Accolades for "Not in Love"
| Publication | List | Rank | Ref. |
| BBC Radio 6 Music | Top 40 of 2010 (shortlist) | —N/a |  |
| Beats Per Minute | The top 50 tracks of 2010 | 18 |  |
| Fact | The 100 best tracks of 2010 | 39 |  |
| Pazz & Jop | 2010 singles poll | 22 |  |
| Pitchfork | The top 100 tracks of 2010 | 15 |  |
| The 200 best tracks of the decade so far (2010–2014) | 34 |  |
| PopMatters | The 60 best songs of 2010 | 47 |  |
| Rolling Stone | Best covers (2010) | —N/a |  |
| The 50 best goth songs of all time (2022) | 20 |  |
| Slant Magazine | The 25 best singles of 2010 | 13 |  |

== Commercial performance ==
In Australia, "Not in Love" peaked at number 90 in the ARIA Charts. In Belgium, it charted at number 3 on the Ultratip Bubbling Under Flanders chart, and at number 43 on the Ultratop 50 Wallonia chart. In Canada, the song entered Billboards Canada Rock at number 39 and was certified gold by Music Canada, with 40,000 certified units. It appeared at number 31 in Denmark's Tracklisten. In Mexico, it peaked at 18 on Billboards Mexico Ingles Airplay chart. "Not in Love" peaked at number 57 on the Official Charts Company's Scottish Singles Chart and at number 53 on the UK Singles Chart.

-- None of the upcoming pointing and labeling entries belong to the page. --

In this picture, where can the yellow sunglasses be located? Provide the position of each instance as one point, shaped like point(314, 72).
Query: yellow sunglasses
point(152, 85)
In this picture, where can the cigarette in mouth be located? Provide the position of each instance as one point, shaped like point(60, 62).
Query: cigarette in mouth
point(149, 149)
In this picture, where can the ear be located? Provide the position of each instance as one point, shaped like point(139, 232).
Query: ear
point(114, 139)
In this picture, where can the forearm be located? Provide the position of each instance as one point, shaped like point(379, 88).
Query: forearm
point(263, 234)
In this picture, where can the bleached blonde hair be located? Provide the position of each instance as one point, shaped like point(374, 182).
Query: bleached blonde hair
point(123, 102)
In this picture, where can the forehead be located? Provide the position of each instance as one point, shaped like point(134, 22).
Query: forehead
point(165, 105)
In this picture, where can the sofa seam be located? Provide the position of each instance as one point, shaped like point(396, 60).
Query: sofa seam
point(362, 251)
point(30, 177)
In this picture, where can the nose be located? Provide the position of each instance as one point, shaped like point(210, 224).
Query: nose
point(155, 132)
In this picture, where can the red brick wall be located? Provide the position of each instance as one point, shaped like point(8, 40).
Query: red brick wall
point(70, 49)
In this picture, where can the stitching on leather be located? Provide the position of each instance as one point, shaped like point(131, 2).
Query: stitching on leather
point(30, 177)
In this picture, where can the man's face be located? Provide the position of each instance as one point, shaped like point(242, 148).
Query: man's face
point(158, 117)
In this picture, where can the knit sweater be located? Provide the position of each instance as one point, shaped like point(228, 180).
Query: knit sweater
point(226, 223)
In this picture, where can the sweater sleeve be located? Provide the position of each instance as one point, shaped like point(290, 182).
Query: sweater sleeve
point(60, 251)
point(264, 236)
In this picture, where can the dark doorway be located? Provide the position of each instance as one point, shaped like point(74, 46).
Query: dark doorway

In the United States, it entered the two Billboard charts, peaking at number 24 on Alternative Airplay and at number 19 on Dance/Electronic Digital Song Sales.

== Personnel ==
- Album version
- Mark Holmes – writer
- Ethan Kath – writer, producer, mixer
- Jacknife Lee – producer

- Robert Smith version
- Alice Glass – performer, writer
- Ethan Kath – performer, writer, producer
- Robert Smith – performer, writer
- Mark Holmes – writer
- Jacknife Lee – producer
- Paul Epworth – producer

== Chart performance ==

Chart performance for "Not in Love"
| Chart (2010) | Peak position |
|---|---|
| Australia (ARIA) | 90 |
| Belgium (Ultratip Bubbling Under Flanders) | 3 |
| Belgium (Ultratop 50 Wallonia) | 43 |
| Canada Rock (Billboard) | 39 |
| Denmark (Tracklisten) | 31 |
| Mexico Ingles Airplay (Billboard) | 18 |
| Scotland Singles (OCC) | 57 |
| UK Singles (OCC) | 54 |
| US Alternative Airplay (Billboard) | 24 |
| US Dance/Electronic Digital Song Sales (Billboard) | 19 |

== Certifications ==

Certifications for "Not in Love"
| Region | Certification | Certified units/sales |
| Canada (Music Canada) | Gold | 40,000^{‡} |
^{‡} Sales+streaming figures based on certification alone.